もしも一五八二年の余計な時間が十一日と一時間だったらどうじゃ?
もしその十一日は対処してきちんと消し去ったが、残った一時間がすべりぬけて解き放たれ、永遠にはねまわり続けていたらどうじゃ?
ごく特別な一時間・・・決して使ってはならぬ一時間・・・決して過ぎてはならぬ一時間。もしもそうならどうじゃ?」
亡妻の墓を訪れ、語りかける、ガスパールという名の老人。この老人を襲おうとしたチンピラ連中を蹴散らした、ベトナム帰りの黒人のビリー。ガスパールは、ビリーの家に身を寄せ、二人は共同生活を始めます。
常に愛妻のことを忘れないガスパールは、老い先短い中で、自分が死ぬことで、この世界から妻の記憶が消え去ることを恐れています。
一方で、ビリーは、戦地で、ビリーの身代わりとなって銃弾の嵐にズタズタになった、見ず知らずの兵士に対する罪悪感に苛まれています。
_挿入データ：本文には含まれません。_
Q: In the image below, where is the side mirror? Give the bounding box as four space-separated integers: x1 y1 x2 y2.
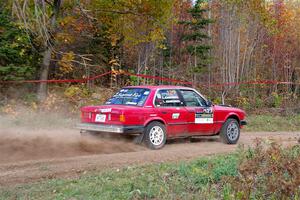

ビリーが、ガスパールの愛妻の思い出、あらゆる思いを、代わりに覚えておいてやろうとした時から、ガスパールは、ビリーを見込み、時間の守護者としての役目を、ビリーに引き継ぐことを考えます。それは、特別な一時間を守ることで、この世が「虚無」の世界に陥ることから守るために引き継がれてきた使命なのです。
16世紀に、教皇グレゴリウス十三世が、「ユリウス暦」から「グレゴリウス暦」に変更したときには、1太陽年からのずれの蓄積が、10日を超えていたため、1582年10月4日の翌日を15日としたようです。
日本では、明治5年(1872年)12月2日の翌日を、明治6年1月1日とする、結構、荒っぽい改正が行われました。こんな時に遭遇した人々は、なんか、時間が盗まれてしまったような感覚に陥ったことだろうと思いますね。
このような、心の「空白」の時間に着目したと思われる、面白いストーリーです。
守護者の証となる、「時計」は、守護者にしか手に取ることができません。ガスパールからの最後のテストもクリアしたビリーのもとに、「時計」が引き継がれていきますが、ガスパールは、死の間際に、その1時間のうちの1分間を、ある目的のために使います。
孤独から、分かち合いと、救済へ至る、ややベタではありますが、カタルシスを得ることができる、なかなかに感動的な物語となっています。
「果てしなく宇宙の中で叫ぶ嵐のように、時は征服者と平民を分け隔てすることなく、名前や功績を運び去る。
そして我々の存在すべて、残るものすべては、我々がこちらへ一瞬だけやってきたことを気にかける人々の記憶の中にある。」
2018年6月にこの世を去ったエリスン。このフレーズは、心に沁みます。